F.H. Lucas as Clytemnestra (Granta souvenir) |
‘the Newnhamites and the Girtonites had seized upon the most
favourable position in the house, and maintained it…there had been great
searchings of heart at Newnham for some weeks before the Greek play, and the
Cambridge dressmakers had had a bad time of it.’
Clearly here the Greek Play prompts the same attention to
dress and display as a social event, while the spectacle of young men
performing on stage – some of them as male characters, others as female – is
imagined as having erotic appeal for the women in the audience, students of
Newnham and Girton Colleges, founded in 1871 and 1869 respectively.
Yet while it is women here who subject the performers to
scrutiny (at the same time hoping to be scrutinised themselves), elsewhere in
contemporary commentary on the Greek Play it is the homoerotic potential of staging Greek drama which is most
frequently stressed. Much of this seems to have been related to the
symposiastic relationship between teacher and student suggested by Greek
models. Against this backdrop, gender confusion is as much a part of the Greek
Play experience as the ‘historically accurate’ sets commissioned by the Greek
Play Committee or the texts of the plays themselves. A reviewer of the 1900
Cambridge Greek Play (Aeschylus’s Agamemnon)

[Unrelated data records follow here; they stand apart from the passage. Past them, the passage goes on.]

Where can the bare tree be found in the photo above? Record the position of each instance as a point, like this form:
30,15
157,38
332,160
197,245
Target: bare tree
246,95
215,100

for the Manchester Guardian
(identified as J. B. Atkins by The
Spectator) argues that:
‘no one has really been seized by the spirit of the Greek
play…who does not see that it is right and natural to speak of every man who plays
a woman’s part as “she”.’
He records the actor playing Agamemnon (Humphrey Hastings
King) as being disgruntled to see ‘Clytemnestra’ (Francis Herman Lucas) smoking
a pipe – spoiling the illusion of his femininity. And lists one of stage
manager (and founder of the Greek Play) John Willis Clark’s responsibilities as
training actors to have suitably graceful arms. Atkins’s newspaper article (like
several others) also concentrates on the overlap between participation in the
Greek Play and sporting prowess – recording that members of the play’s chorus
spoke Ancient Greek on the hockey pitch to ensure victory. This emphasis on
sport on one level reasserts the masculinity of the performers, but on another
fetishes the performers’ bodies still further. In a memoir on the origins of
the Greek Play (published in the 1898 Amateur
Clubs & Actors by W.G. Elliott) Clark has no qualms in describing his
casting process for the hero of the 1882 Ajax:
‘his [‘Jim Stephen’s] splendid physique pointed him out as
almost an ideal Ajax.'
Cambridge Graphic illustration: 'An Argive sailor going home' |
The early years of the Greek Play in Cambridge are a
fascinating and unique study, bringing together ancient Greek culture and that
of the late nineteenth century, with the accompanying tensions about the
distinctness of the two’s sexual practices, while dealing with the same
suspicion of performance I have discussed with relation to female sexuality elsewhere. Sexual scandal had seen amateur
dramatics banned for a period in Oxford in 1870, following the arrest of two
students for, in the words of The Times
‘personating women at public resort for unlawful purposes’. Keeping women off the stage, here for the historical purity of the Greek Play, could be just as
dangerous, just as sexually charged, as when they were allowed on it.